Methods for data de-identification - an overview of EU projects

Data deidentification in medical imaging

Data de-identification in medical imaging remains an important issue due to the high level of privacy and the large amount of data used. But when is data considered anonymous or pseudonymous? What methods are used in research?

Researchers examined five European projects - PRIMAGE, CHAIMELEON, ProCAncer-I, INCISIVE and EuCanImage - and detailed their approaches to de-identification and the challenges they faced. The study found that de-identification methods varied significantly across the projects, with each using a combination of anonymisation and pseudonymisation techniques. The most conservative approach modified over 1300 data tags, ensuring patient privacy while maintaining the utility of the data for AI development.

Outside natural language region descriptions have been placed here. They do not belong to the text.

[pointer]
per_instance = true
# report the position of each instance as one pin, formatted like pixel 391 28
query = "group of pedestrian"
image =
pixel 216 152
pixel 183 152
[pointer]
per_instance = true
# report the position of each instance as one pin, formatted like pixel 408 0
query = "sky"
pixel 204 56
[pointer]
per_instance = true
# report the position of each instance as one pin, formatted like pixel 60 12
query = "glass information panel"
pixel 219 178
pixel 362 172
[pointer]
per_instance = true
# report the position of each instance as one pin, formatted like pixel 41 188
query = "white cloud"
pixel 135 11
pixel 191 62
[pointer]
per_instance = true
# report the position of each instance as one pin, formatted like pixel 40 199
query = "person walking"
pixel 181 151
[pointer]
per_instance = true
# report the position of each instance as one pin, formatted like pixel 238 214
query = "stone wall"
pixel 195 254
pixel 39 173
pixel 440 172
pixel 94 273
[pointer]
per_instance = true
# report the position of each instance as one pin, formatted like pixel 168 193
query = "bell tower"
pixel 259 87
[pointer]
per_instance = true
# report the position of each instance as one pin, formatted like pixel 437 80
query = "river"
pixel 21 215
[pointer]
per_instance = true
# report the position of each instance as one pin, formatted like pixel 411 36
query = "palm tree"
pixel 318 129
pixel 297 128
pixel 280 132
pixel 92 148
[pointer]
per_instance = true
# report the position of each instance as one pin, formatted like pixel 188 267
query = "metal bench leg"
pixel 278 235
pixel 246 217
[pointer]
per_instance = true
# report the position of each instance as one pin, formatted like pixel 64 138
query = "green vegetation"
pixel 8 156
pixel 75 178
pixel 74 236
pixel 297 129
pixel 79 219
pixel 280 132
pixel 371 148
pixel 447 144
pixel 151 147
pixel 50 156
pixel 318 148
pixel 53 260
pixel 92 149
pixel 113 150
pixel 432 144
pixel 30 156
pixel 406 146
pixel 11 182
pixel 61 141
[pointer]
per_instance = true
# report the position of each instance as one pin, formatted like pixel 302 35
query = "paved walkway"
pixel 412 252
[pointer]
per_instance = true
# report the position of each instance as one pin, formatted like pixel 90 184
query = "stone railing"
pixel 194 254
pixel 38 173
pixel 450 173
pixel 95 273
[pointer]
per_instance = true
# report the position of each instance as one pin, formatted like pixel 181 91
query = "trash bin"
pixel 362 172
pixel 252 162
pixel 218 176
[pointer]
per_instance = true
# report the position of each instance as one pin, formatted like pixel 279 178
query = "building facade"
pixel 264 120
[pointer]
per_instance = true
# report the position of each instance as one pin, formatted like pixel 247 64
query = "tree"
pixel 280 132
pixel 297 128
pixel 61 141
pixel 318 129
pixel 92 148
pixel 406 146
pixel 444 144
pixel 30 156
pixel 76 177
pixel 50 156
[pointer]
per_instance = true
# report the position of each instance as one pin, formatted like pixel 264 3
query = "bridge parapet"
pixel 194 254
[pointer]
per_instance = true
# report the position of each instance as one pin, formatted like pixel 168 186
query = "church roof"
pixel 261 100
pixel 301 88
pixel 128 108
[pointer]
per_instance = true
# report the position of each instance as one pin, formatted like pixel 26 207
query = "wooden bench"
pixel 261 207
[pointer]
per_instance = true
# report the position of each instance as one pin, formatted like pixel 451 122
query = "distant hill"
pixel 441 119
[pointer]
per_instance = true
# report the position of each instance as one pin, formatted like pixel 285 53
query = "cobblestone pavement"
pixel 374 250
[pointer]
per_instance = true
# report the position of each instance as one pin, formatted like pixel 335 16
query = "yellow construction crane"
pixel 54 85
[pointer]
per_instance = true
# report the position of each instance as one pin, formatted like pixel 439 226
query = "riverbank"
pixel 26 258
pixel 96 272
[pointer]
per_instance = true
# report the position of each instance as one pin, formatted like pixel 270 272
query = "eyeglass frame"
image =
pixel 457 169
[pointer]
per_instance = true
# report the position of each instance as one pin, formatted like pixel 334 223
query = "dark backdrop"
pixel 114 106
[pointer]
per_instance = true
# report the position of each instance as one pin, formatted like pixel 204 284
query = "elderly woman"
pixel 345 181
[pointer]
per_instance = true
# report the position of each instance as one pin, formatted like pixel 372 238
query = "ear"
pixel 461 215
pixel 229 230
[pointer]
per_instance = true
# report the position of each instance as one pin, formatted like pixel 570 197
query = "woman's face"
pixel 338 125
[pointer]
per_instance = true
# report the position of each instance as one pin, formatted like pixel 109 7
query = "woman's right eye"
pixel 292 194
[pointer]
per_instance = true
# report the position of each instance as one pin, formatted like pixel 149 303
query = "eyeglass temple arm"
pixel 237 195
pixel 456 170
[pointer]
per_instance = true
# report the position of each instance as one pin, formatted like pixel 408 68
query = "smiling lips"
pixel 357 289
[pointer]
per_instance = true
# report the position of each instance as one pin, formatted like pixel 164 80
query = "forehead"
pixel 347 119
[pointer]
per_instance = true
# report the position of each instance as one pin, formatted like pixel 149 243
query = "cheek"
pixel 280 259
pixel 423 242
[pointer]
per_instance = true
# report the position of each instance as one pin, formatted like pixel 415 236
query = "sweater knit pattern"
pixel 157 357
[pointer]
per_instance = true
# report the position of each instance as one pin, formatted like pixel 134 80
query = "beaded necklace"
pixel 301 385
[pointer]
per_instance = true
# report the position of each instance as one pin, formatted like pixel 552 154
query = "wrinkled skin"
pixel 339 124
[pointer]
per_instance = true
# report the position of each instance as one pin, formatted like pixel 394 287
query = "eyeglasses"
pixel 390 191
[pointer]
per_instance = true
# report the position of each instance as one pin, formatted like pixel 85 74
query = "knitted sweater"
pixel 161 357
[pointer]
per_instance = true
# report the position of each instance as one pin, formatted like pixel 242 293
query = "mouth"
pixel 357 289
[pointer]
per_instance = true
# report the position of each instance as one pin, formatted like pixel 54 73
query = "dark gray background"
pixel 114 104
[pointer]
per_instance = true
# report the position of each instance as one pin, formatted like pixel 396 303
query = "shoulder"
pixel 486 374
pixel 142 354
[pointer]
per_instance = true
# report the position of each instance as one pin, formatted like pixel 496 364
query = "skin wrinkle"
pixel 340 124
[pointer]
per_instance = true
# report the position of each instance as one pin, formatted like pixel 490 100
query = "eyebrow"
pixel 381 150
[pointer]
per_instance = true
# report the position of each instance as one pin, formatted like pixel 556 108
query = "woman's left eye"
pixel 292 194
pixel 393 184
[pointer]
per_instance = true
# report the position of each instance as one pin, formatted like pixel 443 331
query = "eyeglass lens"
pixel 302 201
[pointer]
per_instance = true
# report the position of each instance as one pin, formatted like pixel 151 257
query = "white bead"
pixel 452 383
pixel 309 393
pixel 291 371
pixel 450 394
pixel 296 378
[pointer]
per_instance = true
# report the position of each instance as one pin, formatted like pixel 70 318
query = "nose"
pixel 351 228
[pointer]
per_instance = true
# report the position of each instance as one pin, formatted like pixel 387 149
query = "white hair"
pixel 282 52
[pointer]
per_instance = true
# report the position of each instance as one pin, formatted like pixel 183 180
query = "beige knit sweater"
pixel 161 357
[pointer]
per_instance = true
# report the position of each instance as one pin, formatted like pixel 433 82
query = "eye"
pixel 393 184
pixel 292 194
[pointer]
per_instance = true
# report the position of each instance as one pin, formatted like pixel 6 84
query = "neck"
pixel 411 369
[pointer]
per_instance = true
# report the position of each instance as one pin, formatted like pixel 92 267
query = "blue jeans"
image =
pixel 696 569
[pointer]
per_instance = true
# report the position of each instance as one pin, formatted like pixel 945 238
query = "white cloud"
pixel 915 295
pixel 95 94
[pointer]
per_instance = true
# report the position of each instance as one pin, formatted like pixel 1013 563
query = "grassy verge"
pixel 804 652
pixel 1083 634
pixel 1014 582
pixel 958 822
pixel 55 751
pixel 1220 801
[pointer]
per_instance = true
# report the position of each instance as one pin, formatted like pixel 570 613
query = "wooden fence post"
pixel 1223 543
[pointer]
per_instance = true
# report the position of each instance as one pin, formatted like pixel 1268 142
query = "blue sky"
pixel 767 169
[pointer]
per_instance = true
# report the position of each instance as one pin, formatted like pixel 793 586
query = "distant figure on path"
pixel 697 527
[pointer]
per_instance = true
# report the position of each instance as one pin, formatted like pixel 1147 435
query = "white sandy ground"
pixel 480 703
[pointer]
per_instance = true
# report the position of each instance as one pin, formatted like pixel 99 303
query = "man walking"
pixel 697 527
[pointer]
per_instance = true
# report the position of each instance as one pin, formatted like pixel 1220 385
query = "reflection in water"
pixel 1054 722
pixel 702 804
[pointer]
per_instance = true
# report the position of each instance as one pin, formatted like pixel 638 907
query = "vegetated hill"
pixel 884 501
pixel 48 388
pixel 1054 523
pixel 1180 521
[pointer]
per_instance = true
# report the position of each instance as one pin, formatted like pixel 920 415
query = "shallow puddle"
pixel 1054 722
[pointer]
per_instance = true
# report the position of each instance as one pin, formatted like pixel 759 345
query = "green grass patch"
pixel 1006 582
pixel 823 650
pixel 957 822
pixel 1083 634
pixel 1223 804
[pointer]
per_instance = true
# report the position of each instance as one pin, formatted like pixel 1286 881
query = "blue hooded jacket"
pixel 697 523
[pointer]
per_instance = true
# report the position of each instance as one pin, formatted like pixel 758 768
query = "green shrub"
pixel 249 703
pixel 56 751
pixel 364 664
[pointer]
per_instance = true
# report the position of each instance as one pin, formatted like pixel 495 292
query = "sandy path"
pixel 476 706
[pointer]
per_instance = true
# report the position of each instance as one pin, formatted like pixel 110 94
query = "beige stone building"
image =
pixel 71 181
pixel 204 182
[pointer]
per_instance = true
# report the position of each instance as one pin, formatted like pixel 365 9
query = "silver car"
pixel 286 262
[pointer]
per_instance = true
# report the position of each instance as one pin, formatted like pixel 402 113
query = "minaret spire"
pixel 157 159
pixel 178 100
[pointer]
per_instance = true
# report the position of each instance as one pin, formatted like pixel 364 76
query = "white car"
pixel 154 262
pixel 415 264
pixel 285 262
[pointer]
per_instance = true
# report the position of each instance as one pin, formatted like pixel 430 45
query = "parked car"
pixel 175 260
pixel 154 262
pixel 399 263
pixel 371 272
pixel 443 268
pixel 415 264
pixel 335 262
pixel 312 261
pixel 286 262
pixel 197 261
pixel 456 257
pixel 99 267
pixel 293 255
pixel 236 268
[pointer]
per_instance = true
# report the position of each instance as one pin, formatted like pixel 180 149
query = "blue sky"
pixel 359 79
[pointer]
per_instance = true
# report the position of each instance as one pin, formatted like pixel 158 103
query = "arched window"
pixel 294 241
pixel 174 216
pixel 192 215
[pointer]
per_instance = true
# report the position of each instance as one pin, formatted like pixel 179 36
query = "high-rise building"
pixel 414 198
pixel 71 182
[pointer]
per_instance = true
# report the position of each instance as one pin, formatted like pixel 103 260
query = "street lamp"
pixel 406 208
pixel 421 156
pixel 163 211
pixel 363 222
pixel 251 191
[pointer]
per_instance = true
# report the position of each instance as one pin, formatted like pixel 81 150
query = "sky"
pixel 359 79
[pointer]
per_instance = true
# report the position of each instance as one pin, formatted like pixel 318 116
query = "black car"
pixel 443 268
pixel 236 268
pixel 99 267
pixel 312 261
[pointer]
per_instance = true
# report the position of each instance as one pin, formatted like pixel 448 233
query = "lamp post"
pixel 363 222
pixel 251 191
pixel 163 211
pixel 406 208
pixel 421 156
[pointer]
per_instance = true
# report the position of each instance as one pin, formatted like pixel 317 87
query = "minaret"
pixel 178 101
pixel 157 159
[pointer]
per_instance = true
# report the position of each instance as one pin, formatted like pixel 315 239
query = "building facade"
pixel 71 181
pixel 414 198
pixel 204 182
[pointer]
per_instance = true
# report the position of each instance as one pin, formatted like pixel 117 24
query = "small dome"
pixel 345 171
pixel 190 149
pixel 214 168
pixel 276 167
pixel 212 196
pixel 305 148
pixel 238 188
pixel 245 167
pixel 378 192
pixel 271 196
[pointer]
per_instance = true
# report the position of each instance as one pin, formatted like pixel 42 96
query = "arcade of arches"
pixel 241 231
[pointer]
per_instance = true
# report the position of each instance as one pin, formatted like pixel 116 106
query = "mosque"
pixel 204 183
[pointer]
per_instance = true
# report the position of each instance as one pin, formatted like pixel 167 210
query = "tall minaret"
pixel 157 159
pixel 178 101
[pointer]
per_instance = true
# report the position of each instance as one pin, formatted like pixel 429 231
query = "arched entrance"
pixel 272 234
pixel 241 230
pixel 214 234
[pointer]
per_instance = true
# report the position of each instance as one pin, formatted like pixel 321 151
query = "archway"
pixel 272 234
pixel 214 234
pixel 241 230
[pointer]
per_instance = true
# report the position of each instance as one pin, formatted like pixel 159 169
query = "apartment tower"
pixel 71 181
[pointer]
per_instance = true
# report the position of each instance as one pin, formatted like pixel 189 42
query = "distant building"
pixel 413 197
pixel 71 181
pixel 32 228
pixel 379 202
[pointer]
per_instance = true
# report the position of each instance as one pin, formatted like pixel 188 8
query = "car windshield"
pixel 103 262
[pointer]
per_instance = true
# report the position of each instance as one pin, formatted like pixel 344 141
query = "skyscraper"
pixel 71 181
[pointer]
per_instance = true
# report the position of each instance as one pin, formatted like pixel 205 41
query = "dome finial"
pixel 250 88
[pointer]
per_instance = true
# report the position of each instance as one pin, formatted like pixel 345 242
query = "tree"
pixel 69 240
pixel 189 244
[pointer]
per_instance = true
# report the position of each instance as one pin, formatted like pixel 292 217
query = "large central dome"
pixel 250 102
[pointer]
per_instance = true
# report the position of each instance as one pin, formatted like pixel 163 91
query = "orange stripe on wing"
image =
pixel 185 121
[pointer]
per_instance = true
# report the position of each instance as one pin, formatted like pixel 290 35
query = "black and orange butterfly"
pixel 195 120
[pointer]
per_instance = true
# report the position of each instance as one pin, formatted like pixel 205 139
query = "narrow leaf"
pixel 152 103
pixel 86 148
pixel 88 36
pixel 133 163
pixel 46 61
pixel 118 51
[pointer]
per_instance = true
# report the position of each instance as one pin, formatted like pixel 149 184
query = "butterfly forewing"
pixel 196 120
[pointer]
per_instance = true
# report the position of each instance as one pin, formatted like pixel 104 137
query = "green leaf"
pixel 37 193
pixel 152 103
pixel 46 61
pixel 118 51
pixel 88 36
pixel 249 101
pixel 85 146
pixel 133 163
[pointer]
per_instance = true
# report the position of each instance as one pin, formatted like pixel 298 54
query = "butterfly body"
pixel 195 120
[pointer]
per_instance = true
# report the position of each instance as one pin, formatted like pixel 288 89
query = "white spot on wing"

The different approaches presented in this research provide valuable guidance for future AI projects, and highlight the importance of robust de-identification processes when creating GDPR-compliant medical imaging datasets.

Read full study


Documenting the de-identification process of clinical and imaging data for AI for health imaging projects

Insights into Imaging, 2024

Abstract

Artificial intelligence (AI) is revolutionizing the field of medical imaging, holding the potential to shift medicine from a reactive “sick-care” approach to a proactive focus on healthcare and prevention. The successful development of AI in this domain relies on access to large, comprehensive, and standardized real-world datasets that accurately represent diverse populations and diseases. However, images and data are sensitive, and as such, before using them in any way the data needs to be modified to protect the privacy of the patients. This paper explores the approaches in the domain of five EU projects working on the creation of ethically compliant and GDPR-regulated European medical imaging platforms, focused on cancer-related data. It presents the individual approaches to the de-identification of imaging data, and describes the problems and the solutions adopted in each case. Further, lessons learned are provided, enabling future projects to optimally handle the problem of data de-identification.